The report, ‘The Troubles Aren’t History Yet- Young People’s Understanding of the Past’, by John Bell, Ulf Hansson and Nick McCaffery, is based on research carried out by the Institute for Conflict Research, in partnership with Achieve Enterprises, for the Community Relations Council. The researchers surveyed the views of 958 young people and held discussion groups in twelve locations across Northern Ireland.
Reports of children, as young as ten years old, participating in sectarian rioting in Belfast raises the question of how young people with no direct experience of the Troubles learn about it and from whom? And how does the process of learning shape their understanding of their own identity and their attitudes and relationships with others?
The research found that, although formal education partly shaped young people’s understanding of the past, parents, relatives and the media (particularly films) also had a significant impact, particularly on knowledge and understanding of the recent past. Young people often had at best a sketchy knowledge of key events, whether these occurred during the Troubles or in the distant past, and that knowledge was strongly influenced by their own community background or where they lived. However, the research also found that young people welcomed the opportunity to learn more about the recent past through formal education and to discuss past events both among their own community and in a cross-community setting.

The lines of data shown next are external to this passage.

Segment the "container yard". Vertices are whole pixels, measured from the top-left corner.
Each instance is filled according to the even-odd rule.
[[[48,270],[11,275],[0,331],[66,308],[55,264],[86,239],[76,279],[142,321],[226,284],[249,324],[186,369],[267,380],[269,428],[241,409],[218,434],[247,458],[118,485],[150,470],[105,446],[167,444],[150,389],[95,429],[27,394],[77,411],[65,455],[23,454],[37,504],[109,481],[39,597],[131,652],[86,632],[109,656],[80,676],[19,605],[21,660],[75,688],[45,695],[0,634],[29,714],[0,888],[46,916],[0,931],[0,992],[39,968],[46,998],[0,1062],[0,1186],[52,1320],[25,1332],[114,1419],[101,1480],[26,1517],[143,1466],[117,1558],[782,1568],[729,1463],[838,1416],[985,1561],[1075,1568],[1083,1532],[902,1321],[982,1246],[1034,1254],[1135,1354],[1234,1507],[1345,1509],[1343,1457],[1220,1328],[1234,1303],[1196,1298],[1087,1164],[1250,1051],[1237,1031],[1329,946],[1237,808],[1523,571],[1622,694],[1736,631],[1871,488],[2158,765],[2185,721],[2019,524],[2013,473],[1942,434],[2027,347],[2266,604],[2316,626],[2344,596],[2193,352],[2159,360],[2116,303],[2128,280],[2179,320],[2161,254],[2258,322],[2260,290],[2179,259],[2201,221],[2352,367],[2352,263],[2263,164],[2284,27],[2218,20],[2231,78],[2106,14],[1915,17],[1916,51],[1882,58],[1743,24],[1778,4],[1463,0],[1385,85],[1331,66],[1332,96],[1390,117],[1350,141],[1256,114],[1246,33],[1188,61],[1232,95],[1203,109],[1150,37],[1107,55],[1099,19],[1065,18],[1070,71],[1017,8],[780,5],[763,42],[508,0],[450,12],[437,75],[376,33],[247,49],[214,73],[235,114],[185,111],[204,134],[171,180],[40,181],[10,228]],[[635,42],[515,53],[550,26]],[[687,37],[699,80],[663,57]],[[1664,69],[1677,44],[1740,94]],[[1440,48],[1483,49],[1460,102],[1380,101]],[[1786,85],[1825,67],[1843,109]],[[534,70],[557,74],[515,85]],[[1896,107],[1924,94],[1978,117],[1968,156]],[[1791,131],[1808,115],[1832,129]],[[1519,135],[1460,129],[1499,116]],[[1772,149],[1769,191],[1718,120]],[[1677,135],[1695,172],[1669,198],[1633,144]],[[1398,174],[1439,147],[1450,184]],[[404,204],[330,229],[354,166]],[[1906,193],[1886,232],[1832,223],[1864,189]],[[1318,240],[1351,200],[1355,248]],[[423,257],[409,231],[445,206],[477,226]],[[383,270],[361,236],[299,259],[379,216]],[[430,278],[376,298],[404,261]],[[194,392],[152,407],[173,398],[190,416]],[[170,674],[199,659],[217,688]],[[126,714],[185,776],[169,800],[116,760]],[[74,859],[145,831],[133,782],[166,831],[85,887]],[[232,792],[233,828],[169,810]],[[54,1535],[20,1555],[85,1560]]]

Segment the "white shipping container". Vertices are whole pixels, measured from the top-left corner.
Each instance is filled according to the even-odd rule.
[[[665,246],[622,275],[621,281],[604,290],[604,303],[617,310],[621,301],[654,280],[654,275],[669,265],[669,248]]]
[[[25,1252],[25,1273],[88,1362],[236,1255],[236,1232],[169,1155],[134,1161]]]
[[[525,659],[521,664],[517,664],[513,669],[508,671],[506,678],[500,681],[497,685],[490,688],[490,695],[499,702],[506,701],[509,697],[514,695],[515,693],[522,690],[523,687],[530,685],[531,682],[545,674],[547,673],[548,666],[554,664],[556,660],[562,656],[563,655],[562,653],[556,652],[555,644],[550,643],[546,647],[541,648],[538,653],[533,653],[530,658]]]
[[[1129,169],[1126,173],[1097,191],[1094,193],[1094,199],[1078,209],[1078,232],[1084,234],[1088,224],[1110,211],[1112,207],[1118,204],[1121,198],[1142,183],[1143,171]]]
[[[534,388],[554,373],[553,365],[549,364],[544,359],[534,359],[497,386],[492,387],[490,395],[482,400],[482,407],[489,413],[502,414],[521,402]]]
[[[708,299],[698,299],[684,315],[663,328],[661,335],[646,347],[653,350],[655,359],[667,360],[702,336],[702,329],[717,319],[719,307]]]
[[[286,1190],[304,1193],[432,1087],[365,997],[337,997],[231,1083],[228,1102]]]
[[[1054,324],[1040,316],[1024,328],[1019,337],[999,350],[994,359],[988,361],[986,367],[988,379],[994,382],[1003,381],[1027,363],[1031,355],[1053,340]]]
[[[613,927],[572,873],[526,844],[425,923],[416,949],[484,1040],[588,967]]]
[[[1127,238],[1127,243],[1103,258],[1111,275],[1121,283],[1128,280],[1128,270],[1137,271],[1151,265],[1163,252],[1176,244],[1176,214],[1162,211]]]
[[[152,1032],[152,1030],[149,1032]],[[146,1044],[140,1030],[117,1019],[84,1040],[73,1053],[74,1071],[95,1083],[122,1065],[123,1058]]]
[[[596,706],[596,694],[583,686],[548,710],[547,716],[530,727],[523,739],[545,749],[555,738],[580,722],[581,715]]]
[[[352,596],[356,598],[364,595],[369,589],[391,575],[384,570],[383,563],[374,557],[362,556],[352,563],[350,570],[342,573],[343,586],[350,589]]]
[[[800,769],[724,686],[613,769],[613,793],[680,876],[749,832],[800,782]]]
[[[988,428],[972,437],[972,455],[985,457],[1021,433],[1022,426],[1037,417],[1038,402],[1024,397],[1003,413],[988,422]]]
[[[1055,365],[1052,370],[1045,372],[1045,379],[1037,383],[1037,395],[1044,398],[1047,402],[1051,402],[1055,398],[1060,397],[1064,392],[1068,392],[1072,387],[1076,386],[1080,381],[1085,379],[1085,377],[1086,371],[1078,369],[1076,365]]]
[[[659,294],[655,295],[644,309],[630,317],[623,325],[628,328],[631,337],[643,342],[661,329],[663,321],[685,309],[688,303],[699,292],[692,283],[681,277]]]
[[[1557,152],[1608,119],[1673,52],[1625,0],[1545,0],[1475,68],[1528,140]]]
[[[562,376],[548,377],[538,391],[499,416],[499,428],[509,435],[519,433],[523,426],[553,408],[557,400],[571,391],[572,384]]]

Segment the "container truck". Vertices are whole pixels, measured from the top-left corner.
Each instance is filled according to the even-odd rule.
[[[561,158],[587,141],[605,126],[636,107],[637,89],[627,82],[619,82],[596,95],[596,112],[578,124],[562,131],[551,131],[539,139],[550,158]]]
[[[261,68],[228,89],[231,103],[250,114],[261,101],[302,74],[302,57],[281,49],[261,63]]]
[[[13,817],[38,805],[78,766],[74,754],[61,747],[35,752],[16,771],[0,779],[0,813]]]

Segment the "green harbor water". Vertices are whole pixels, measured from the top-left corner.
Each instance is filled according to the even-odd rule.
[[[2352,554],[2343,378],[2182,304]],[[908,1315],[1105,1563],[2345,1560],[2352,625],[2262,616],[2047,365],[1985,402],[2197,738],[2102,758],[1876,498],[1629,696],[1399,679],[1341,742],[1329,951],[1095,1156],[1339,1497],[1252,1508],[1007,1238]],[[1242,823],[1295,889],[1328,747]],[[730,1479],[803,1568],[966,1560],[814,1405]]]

The research concluded that education providers both in formal education and in the less formal voluntary and community sector needed to find ways to broaden young people’s knowledge and understanding of recent Northern Ireland history and to do so in a way that does not simply reinforce a perception of two parallel histories that only intersect through acts of violence. Rather the young people should be encouraged to recognise the complex ways that past events unfold and impact upon contemporary and future lives.